Vient Milton Friedman : on le suit, sans le dire. « La responsabilité sociale de l’entreprise est d’augmenter les profits » assène-t-il. C’est bien ce qui explique le souci des politiques actuels de réduire les charges sociales, les impôts et de chercher à simplifier la vie des entreprises, notamment dans le social, le comptable et le juridique. CICE, pérennisé avec Emmanuel Macron, lois El Komry, Pénicault et Le Maire (Pacte) déplacent des milliards en faveur des profits. Mais on ne dira pas qu’on cherche à accroître la rentabilité des entreprises françaises, pourtant plus faible que celle des concurrents, notamment allemands ! On parlera de « responsabilité sociétale de l’entreprise ». Pas de Milton Friedman donc, trop à droite avec ses shareholders, mais plutôt Edward Freeman et ses stakeholders. On les trouvera dans le rapport Senard-Notat avec « la raison d’être de l’entreprise ». Elle permet de diluer tous ces soutiens actuels au profit : pas idiot.
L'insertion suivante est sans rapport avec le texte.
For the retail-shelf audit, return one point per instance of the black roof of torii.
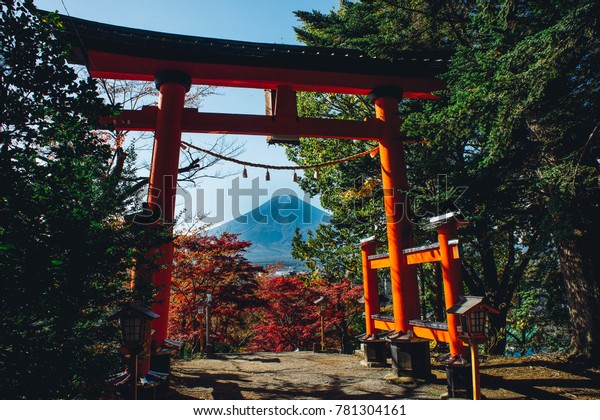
(88, 35)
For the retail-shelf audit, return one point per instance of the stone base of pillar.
(375, 353)
(411, 358)
(460, 381)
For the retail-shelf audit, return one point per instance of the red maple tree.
(212, 264)
(290, 320)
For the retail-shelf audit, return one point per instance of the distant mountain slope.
(270, 227)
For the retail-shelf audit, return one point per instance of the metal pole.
(322, 332)
(475, 370)
(135, 373)
(207, 318)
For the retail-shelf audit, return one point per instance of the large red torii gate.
(175, 62)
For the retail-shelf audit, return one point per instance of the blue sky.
(270, 21)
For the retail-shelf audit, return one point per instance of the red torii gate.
(175, 62)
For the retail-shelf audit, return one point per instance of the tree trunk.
(580, 275)
(497, 334)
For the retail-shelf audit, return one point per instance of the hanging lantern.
(473, 314)
(135, 326)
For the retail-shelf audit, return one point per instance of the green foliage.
(65, 252)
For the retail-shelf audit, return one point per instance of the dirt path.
(307, 375)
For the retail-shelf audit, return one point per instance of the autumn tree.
(289, 319)
(203, 264)
(343, 317)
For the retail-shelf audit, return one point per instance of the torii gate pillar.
(163, 183)
(405, 292)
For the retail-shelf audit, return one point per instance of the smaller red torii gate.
(175, 62)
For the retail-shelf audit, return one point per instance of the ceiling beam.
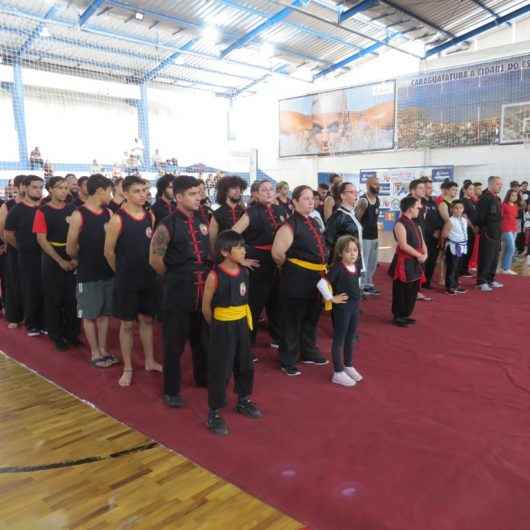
(477, 31)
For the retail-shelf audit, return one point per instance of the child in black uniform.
(343, 278)
(225, 307)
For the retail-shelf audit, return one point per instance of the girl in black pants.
(343, 278)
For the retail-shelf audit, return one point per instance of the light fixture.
(211, 34)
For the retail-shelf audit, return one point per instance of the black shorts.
(129, 303)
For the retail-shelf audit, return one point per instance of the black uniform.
(20, 220)
(134, 279)
(187, 262)
(60, 307)
(229, 350)
(489, 214)
(13, 299)
(227, 216)
(301, 301)
(264, 221)
(406, 272)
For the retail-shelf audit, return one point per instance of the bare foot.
(153, 366)
(126, 377)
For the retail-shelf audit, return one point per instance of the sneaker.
(216, 424)
(353, 373)
(319, 361)
(247, 408)
(343, 379)
(291, 371)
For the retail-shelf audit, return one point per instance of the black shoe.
(216, 424)
(175, 402)
(60, 344)
(248, 409)
(291, 371)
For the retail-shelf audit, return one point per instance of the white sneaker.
(341, 378)
(353, 373)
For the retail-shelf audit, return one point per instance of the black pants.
(404, 298)
(14, 309)
(229, 352)
(453, 269)
(432, 255)
(60, 307)
(467, 256)
(31, 283)
(177, 328)
(345, 321)
(300, 319)
(488, 259)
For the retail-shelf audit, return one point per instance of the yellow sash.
(234, 312)
(316, 267)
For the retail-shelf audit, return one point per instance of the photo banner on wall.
(477, 104)
(341, 121)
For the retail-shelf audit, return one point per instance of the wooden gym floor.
(66, 465)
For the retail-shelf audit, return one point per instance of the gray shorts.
(94, 299)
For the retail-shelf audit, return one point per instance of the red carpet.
(437, 437)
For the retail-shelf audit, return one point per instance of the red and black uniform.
(227, 216)
(20, 221)
(13, 299)
(187, 263)
(134, 280)
(406, 271)
(301, 301)
(264, 221)
(229, 350)
(60, 306)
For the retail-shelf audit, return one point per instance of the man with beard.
(367, 211)
(229, 192)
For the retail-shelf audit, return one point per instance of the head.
(230, 246)
(494, 184)
(99, 188)
(187, 193)
(33, 188)
(303, 200)
(265, 193)
(346, 250)
(57, 188)
(372, 185)
(164, 187)
(230, 188)
(410, 206)
(417, 188)
(457, 208)
(135, 190)
(282, 189)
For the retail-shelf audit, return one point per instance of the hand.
(250, 263)
(341, 298)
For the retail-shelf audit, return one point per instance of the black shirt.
(20, 220)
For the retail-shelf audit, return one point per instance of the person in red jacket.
(510, 211)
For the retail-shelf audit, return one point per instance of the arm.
(282, 242)
(241, 225)
(209, 291)
(111, 238)
(158, 249)
(72, 239)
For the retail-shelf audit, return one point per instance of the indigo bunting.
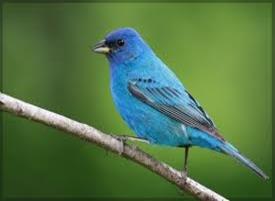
(155, 104)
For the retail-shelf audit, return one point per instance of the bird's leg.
(184, 172)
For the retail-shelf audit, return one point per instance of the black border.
(123, 1)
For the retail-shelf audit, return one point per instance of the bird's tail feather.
(232, 151)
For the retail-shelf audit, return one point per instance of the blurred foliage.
(221, 51)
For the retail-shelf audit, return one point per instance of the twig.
(88, 133)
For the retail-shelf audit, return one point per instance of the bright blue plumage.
(154, 103)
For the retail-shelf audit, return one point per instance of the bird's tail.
(232, 151)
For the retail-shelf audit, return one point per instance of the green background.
(222, 52)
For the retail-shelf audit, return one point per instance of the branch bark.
(90, 134)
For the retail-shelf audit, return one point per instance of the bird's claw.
(184, 175)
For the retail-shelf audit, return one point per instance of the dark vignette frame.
(122, 1)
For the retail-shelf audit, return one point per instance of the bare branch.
(88, 133)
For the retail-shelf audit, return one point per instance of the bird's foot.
(184, 175)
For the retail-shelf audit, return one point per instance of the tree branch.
(88, 133)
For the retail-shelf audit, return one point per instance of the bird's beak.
(101, 47)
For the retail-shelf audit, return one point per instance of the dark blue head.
(122, 45)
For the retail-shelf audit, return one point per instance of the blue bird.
(155, 104)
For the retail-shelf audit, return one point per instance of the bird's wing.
(176, 104)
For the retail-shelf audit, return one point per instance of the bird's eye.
(120, 42)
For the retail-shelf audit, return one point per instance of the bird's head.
(122, 45)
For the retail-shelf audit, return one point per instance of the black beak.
(101, 47)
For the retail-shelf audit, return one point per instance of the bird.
(155, 104)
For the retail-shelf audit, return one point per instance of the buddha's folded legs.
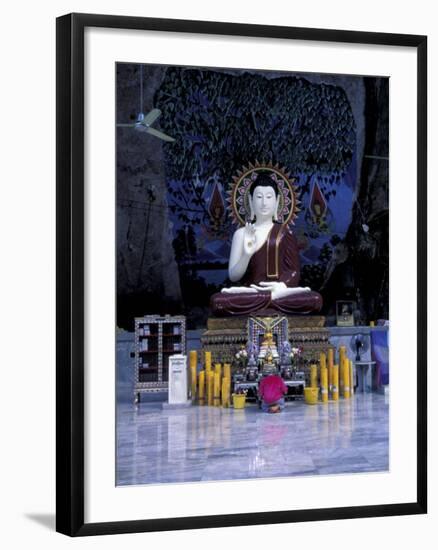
(224, 304)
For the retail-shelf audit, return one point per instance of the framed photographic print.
(237, 205)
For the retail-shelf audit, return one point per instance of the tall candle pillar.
(330, 363)
(342, 355)
(324, 384)
(351, 377)
(201, 387)
(210, 382)
(335, 387)
(218, 369)
(227, 371)
(225, 392)
(345, 373)
(207, 361)
(216, 389)
(193, 360)
(313, 376)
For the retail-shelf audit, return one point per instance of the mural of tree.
(221, 121)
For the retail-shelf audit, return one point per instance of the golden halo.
(238, 193)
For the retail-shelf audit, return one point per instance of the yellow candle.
(313, 376)
(208, 361)
(193, 381)
(324, 384)
(225, 392)
(227, 371)
(330, 363)
(210, 382)
(345, 373)
(351, 377)
(201, 387)
(335, 387)
(218, 369)
(216, 389)
(342, 355)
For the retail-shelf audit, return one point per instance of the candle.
(216, 389)
(218, 369)
(345, 373)
(335, 387)
(201, 387)
(313, 376)
(193, 360)
(330, 361)
(227, 371)
(210, 382)
(225, 392)
(342, 355)
(324, 384)
(351, 377)
(207, 361)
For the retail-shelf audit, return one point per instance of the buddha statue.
(264, 258)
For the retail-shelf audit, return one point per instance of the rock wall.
(147, 274)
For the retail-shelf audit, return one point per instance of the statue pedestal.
(225, 336)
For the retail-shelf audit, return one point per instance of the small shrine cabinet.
(156, 339)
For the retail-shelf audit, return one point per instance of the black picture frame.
(70, 273)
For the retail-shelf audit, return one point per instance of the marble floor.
(209, 443)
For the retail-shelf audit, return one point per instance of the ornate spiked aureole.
(238, 192)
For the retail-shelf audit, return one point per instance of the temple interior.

Et voilà les zigzags. Premier : le bonneteau. Il s’est agi d’enlever au retraité « aisé » pour donner au salarié « modeste » en disant qu’on soutient ainsi l’équilibre à terme du système de retraite. Mais attention : enlever un euro est plus vivement ressenti qu’en donner un. La baisse de la consommation début 2018 l’a montré, et la baisse des sondages pro-Macron ! L’idée (ricardienne) qu’il faut se projeter dans le long terme ne doit pas être trop mise en conflit avec l’immédiateté keynésienne : elle perd.
Deuxième zigzag : différencier deux épargnes. Celle des ménages à revenu modeste doit être protégée de l’inflation pour augmenter : ce sont les 45 milliards des Livrets d’épargne populaire. 40% de la population y serait éligible (revenu inférieur à 19 468 euros, pour une part), contre un pourcentage actuel de 13%. Elle touchera 1,45% l’an net. En face, 2,8 millions de livrets A sont remplis : ils représentent 67% des encours totaux (260 milliards) et ne bougent pas. Qu’ils soient donc rémunérés à 0,75% net ! Qu’ils perdent du pouvoir d’achat s’ils restent où ils sont, sachant que tout est fait pour les inciter à financer les entreprises, cotées ou non. Ils y auront plus de rendement avec plus de risque : Harry Markovitz.
Troisième zigzag : réduire la capacité des collectivités locales de lever l’impôt, sachant qu’elles recevront de l’état les ressources pour faire leur travail, donc qu’elles seront plus contraintes dans leurs investissements et embauches. Elles ne vont pas aimer d’être seulement gestionnaires : Turgot, en 1776, s’en est aperçu.
Quatrième zigzag : éviter la contagion italienne qui fait monter les taux longs. Les responsables italiens expliquent qu’ils auront un déficit public moindre que les français, or ils s’endettent à 3.14% à 10 ans et les français à 0,81%. Pas juste ! Cherchons Kydland  et Prescott, Nobels 2004, et la théorie des anticipations rationnelles : une politique économique doit être crédible pour marcher. Il faut dire (et prouver) que la France n’est pas l’Italie !
Les grands économistes sont là. Keynes à gauche, pour soutenir les revenus des ménages pauvres et modestes, la consommation et la croissance, la cote du Président et pour cacher « les autres ». « Les autres » sont plus à droite : Ricardo pour diminuer le déficit public, réduire l’impôt des riches (l’ISF) et les pousser vers la Bourse, List pour soutenir les groupes français, Turgot pour serrer la dépense publique locale, et tous pour se différencier de l’Italie. Bien sûr, c’est lent. Au fond, ce budget n’est pas aussi keynésien qu’il le dit ! Machiavel n’est pas cité, mais il n’est pas économiste.